I think he was right, by the way, and I speak from experience, having shirked responsibility too often to count. But the Ballantynes and Legerwoods didn’t, and if the slave trade has been swept off the face of the seas, it hasn’t really been the work of reformers and statesmen with lofty ideals in London and Paris and Washington, but because a long-forgotten host of fairly feckless young Britons did it for fun.
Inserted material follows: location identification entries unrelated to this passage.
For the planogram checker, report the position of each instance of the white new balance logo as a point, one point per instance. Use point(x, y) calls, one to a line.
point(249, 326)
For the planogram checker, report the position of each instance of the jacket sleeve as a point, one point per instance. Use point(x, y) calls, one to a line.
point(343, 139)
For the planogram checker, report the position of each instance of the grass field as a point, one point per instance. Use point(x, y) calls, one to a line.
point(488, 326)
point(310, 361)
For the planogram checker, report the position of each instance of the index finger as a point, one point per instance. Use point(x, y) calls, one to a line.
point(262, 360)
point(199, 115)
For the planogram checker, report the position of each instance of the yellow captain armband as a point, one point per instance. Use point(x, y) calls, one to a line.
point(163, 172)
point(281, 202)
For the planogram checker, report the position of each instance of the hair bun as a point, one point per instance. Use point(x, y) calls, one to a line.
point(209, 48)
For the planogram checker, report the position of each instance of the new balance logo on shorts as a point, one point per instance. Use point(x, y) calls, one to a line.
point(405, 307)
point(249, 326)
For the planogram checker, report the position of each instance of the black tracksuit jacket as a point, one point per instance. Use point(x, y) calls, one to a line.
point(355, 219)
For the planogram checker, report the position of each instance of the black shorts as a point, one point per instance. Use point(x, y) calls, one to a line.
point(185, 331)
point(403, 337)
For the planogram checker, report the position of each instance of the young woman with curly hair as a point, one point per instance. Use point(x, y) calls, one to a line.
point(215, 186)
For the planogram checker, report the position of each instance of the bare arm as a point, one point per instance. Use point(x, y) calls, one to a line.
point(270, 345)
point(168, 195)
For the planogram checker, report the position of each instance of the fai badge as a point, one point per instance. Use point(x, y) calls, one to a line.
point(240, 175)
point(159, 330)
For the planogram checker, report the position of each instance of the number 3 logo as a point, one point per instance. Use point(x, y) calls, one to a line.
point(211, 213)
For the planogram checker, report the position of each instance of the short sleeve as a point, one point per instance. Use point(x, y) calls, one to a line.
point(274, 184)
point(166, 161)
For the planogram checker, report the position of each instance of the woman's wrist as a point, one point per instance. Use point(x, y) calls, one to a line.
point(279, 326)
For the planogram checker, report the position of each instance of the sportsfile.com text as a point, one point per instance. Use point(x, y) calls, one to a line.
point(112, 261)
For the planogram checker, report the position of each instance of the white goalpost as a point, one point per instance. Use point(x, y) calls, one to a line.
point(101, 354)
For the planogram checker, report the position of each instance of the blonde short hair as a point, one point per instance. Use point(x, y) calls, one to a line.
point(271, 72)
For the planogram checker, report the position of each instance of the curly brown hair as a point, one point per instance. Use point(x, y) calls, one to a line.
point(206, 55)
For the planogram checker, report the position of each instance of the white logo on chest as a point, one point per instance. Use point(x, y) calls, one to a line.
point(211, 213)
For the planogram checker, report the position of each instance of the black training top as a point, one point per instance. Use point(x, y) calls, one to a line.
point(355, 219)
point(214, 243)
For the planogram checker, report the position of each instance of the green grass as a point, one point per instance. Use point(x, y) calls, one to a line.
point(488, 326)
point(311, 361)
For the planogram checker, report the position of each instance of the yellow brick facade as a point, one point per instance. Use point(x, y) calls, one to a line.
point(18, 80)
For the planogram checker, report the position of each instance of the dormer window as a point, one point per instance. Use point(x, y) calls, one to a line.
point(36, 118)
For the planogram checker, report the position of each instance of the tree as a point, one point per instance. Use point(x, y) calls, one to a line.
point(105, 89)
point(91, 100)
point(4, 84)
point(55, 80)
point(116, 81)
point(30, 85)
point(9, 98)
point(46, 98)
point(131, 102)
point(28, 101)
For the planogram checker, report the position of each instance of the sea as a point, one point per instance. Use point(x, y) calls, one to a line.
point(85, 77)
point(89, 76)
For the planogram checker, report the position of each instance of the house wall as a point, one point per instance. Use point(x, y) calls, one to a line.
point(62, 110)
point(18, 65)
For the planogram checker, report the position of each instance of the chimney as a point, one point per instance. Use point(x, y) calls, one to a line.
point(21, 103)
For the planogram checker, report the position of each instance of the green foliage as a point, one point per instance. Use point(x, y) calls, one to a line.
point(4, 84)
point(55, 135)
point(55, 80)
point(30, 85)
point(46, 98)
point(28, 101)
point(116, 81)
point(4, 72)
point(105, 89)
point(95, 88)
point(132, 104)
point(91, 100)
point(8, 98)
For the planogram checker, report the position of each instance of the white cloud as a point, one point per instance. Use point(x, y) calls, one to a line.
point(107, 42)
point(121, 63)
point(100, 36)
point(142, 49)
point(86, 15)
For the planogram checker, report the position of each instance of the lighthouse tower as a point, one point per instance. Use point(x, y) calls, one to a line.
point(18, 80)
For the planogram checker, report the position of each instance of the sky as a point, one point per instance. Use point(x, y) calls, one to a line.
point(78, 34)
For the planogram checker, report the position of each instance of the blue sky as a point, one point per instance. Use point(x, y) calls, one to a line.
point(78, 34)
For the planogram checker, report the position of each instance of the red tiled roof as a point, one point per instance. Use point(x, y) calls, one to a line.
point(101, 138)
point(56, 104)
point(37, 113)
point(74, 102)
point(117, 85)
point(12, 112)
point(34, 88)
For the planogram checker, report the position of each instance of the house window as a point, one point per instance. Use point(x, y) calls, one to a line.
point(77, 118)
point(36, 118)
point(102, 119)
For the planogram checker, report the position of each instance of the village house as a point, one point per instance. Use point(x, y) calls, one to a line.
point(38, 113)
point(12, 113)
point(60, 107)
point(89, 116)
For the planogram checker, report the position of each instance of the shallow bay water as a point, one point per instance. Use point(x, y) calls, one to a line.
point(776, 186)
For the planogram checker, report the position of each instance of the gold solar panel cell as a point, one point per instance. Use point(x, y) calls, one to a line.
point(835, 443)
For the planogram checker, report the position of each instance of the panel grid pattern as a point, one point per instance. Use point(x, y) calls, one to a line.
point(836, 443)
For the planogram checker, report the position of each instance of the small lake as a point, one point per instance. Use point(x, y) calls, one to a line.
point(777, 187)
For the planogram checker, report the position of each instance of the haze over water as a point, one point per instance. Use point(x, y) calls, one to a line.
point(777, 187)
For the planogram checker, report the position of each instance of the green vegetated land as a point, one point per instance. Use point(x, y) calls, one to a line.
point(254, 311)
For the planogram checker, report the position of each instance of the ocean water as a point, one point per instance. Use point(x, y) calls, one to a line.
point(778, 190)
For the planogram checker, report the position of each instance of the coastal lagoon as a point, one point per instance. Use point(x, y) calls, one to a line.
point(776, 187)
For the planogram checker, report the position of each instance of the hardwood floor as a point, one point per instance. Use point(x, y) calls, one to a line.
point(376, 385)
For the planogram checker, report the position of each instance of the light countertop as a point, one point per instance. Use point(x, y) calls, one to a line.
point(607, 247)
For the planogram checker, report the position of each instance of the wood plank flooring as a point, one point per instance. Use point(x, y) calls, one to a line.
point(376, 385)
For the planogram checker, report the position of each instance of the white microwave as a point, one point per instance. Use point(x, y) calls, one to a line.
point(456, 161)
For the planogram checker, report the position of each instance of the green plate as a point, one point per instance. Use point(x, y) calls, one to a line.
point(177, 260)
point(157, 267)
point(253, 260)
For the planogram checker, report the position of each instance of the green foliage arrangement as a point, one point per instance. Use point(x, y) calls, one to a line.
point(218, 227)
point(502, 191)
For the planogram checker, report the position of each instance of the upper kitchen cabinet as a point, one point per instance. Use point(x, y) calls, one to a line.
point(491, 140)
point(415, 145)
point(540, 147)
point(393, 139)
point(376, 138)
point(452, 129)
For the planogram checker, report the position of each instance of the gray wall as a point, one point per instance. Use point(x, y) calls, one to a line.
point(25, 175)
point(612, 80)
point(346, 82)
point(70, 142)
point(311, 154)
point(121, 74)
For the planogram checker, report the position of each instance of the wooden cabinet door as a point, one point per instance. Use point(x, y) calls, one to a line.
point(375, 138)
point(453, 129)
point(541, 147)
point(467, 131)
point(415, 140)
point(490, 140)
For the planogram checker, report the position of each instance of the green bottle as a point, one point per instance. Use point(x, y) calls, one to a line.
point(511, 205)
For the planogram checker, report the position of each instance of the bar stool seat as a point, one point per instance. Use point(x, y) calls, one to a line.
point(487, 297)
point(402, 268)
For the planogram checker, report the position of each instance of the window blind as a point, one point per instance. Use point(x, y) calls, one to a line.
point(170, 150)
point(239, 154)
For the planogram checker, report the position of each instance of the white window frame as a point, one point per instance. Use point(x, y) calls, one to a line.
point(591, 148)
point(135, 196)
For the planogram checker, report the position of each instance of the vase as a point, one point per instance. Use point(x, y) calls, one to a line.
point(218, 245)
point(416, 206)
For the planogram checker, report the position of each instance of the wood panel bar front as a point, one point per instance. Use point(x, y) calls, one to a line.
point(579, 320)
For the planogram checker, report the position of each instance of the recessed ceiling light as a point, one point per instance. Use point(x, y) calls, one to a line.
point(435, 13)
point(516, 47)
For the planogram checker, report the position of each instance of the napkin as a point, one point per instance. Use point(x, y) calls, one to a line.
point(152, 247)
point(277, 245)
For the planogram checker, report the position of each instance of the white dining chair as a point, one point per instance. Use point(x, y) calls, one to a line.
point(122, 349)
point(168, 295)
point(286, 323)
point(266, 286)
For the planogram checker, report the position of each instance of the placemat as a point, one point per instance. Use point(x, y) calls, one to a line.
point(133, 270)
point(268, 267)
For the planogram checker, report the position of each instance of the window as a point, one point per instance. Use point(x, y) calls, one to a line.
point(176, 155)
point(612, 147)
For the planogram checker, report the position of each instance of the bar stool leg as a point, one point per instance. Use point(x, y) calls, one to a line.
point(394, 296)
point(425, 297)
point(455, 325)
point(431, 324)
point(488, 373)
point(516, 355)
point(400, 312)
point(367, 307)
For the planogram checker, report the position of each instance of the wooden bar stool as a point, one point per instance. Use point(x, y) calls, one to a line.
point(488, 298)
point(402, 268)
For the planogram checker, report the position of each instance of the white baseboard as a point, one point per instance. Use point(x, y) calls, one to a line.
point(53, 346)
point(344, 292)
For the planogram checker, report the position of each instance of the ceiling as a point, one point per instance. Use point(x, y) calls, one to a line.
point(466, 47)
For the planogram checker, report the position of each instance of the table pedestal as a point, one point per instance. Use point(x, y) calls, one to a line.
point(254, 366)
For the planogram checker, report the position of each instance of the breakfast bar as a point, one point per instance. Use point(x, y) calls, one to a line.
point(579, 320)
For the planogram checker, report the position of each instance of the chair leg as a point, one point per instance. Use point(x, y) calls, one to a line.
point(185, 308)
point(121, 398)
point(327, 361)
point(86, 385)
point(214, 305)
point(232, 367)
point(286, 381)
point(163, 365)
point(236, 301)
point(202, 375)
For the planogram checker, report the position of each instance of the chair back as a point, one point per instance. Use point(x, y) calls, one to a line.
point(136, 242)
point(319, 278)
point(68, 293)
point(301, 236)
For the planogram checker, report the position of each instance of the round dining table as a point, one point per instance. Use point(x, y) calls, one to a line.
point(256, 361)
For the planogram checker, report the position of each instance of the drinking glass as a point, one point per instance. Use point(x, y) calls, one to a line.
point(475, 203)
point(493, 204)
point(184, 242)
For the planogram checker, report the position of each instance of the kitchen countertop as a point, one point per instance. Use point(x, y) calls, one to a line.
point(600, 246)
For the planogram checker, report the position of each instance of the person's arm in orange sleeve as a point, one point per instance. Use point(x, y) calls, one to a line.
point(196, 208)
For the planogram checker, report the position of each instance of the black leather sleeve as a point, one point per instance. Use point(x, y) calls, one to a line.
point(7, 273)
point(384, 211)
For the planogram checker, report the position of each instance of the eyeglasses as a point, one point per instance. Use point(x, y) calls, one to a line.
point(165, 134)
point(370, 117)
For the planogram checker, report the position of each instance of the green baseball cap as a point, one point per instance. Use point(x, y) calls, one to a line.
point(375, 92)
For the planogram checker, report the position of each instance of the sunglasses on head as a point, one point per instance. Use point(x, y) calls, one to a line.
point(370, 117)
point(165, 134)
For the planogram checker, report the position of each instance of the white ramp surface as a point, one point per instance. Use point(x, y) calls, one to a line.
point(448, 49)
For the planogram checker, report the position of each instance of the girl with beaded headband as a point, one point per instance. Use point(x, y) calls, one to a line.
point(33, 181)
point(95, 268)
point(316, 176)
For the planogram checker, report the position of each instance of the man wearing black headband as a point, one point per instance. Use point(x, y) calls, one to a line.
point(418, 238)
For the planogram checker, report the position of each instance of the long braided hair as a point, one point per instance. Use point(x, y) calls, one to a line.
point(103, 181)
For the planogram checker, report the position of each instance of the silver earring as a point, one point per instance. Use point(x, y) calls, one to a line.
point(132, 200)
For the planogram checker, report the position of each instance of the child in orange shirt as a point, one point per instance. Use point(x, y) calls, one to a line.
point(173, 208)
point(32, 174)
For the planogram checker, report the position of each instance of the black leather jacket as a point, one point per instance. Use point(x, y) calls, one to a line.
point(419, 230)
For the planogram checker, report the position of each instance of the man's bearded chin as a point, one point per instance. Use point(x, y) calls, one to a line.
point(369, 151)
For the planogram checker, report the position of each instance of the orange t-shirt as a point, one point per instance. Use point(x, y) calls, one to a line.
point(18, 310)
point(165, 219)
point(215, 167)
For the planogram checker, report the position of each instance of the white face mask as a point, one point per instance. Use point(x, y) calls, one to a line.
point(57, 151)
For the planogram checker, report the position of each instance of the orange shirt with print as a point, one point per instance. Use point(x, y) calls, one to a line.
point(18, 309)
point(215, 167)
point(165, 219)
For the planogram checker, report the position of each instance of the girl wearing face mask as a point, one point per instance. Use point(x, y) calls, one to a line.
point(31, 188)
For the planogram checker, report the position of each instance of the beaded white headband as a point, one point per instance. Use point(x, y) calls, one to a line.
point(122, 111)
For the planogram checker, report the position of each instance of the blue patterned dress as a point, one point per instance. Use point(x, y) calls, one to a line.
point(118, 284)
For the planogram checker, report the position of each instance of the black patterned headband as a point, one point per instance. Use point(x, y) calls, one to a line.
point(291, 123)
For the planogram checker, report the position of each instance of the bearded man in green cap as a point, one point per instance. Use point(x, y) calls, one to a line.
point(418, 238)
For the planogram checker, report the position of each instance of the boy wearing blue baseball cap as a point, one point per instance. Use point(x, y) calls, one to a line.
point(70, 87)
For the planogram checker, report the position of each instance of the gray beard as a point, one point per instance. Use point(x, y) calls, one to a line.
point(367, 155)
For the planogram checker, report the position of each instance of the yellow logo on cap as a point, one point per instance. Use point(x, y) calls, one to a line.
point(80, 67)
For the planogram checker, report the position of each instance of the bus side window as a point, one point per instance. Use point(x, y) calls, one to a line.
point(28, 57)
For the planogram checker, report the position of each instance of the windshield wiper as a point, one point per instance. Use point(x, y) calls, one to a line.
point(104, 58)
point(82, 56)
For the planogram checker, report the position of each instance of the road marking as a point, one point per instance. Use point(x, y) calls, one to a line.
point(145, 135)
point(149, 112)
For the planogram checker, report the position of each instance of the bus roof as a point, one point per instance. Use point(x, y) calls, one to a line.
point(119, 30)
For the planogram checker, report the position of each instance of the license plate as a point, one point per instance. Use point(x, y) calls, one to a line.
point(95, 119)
And you may tell the historians I said so.

It’s about a thousand miles from Sinai to the Abyssinian port of Zoola, and I supposed our frisky little steamer would cover it in no time, but it didn’t. Halfway the boiler sprang a leak, and it was the grace of God that we were off Jedda at the time, for in those days it was the only place worth a dam on the whole benighted Red Sea coast, being the port where the Muslim pilgrims disem bark for Mecca, which lies a couple of days’ march inland. Consequently the place is aswarm with them, arriving and departing in every kind of boat from Chinese junks and ancient steamers to feluccas and coracles. We had a consul there, and the Navy were always on hand; they used the place as a rendezvous, with a supply depot and smithy where our engineer was able to get his kettle mended.